The borrower should remember that the consultant is not the decision-maker for the loan request. Rather the consultant prepares the application and helps structure the transaction. However, after selecting the lender and presenting the case, the consultant loses control of the timing and decision involved.
Most lenders commonly disregard the time constraints of their customers. Worse, if the loan needs to be reviewed by a government guarantor, such as the SBA, the lender may not control of the deal. Everyone is in a hurry. As long as the consultant demonstrates diligence in performing specific responsibilities, the consultant should not be blamed for the action of others.
These consultants are business people, too. It is not unreasonable for consultants to request the borrower to engage their services with a written agreement, and to require a retainer as an expression of commitment on the borrower’s part.
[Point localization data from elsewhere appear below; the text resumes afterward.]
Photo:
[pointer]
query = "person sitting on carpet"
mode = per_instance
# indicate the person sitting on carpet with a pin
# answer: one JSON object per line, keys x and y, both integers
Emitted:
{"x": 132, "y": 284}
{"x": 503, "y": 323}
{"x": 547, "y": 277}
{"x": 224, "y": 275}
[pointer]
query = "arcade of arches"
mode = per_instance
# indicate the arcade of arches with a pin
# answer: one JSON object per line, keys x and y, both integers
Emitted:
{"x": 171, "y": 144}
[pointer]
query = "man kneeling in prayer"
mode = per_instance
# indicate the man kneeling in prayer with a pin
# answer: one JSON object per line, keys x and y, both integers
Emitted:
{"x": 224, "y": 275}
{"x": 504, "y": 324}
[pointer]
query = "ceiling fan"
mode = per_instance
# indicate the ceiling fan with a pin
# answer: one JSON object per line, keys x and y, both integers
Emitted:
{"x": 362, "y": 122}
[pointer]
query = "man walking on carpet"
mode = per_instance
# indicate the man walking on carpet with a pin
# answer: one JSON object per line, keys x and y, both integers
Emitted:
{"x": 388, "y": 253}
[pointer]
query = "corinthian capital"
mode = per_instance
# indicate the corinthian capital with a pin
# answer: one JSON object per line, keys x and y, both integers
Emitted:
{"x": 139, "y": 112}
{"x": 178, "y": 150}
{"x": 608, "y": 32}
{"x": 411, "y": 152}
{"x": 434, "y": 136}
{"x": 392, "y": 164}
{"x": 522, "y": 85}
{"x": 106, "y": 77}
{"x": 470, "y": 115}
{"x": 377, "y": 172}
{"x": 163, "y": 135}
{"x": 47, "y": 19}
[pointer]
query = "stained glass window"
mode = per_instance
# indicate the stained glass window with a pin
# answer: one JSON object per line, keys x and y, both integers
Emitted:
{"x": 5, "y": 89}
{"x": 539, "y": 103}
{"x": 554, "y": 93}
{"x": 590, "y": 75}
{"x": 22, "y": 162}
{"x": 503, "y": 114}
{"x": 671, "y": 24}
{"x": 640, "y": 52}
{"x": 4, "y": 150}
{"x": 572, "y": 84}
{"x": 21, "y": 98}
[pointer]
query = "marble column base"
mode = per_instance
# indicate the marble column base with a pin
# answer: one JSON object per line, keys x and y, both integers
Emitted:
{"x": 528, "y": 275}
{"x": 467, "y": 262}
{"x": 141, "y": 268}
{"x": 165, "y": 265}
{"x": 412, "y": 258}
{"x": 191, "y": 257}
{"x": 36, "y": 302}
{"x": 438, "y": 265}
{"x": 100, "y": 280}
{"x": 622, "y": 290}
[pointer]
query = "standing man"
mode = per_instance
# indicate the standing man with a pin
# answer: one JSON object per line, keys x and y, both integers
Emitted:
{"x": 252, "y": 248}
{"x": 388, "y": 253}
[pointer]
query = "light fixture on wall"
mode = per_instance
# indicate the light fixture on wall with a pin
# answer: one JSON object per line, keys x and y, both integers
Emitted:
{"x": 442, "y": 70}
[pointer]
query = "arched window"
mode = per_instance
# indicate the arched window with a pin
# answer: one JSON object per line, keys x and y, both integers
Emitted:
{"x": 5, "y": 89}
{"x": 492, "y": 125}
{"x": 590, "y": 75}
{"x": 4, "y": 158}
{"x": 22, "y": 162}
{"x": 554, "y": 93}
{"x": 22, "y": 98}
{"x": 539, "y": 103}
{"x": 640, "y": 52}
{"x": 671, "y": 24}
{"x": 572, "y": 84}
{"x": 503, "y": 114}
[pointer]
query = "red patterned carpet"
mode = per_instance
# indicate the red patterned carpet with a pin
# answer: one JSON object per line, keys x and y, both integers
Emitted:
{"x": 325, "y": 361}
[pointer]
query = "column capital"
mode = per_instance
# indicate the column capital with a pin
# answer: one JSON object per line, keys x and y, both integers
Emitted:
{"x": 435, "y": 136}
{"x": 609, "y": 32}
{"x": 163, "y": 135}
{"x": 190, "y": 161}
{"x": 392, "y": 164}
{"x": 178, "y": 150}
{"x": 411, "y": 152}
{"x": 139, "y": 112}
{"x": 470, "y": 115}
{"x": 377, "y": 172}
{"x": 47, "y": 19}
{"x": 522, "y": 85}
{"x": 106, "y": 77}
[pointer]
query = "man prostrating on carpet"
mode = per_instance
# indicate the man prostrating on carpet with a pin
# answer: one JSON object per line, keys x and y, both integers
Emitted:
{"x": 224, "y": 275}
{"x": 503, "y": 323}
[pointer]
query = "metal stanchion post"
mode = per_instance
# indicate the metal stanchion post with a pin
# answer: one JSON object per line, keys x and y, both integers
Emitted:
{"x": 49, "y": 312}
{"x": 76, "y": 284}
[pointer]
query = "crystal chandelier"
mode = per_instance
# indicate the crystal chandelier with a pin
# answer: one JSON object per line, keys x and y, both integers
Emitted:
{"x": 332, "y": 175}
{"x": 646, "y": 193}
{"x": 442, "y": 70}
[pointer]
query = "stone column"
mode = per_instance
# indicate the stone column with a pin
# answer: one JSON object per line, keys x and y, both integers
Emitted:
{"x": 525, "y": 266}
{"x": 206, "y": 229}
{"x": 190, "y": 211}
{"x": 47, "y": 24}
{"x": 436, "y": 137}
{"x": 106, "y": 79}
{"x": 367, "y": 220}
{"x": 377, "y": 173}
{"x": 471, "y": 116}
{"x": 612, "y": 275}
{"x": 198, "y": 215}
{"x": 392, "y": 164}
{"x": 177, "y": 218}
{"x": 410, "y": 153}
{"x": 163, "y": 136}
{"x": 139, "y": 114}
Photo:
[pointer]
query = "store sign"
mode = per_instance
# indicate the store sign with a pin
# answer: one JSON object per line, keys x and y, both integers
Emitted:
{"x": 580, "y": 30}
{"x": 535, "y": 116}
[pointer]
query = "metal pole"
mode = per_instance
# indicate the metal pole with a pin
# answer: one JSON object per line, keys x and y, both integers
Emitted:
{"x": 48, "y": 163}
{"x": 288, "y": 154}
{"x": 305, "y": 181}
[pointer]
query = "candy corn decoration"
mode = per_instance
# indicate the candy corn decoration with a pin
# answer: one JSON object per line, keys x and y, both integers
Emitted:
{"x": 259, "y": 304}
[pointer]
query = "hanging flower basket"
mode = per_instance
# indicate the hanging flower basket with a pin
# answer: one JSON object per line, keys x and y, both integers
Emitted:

Services and advice cannot be repossessed, and the consultant should not be penalized for changes in the borrower’s situation or strategy that renders those services and advice useless.
To be cautious, the borrower should understand and agree to the compensation expectations of the consultant before work begins on the borrower’s behalf. The consultant’s willingness to work on a contingency may sound like a good arrangement for the borrower, but it also may indicate that the borrower is employing an inexperienced party to work on the loan application. Borrowers should beware of people who can make a living collecting non-refundable $250 application fees.
A reasonable consultant will not ask for a retainer unless confident about successfully completing the borrower’s deal. The prospects of obtaining a loan cannot be reliably predicted without a thorough review of the borrower’s financial statements and other pertinent data.
Loan consultants can easily create value for a business. A good consultant can permit the borrower to concentrate on their company rather that hopping through twenty wrong banks. Approaching the wrong lender creates a long list of credit inquiries that will alert the next lender who turned down the deal.
Borrowers should be willing to pay for quality services and should take the time to know who is capable of being engaged for this important assignment.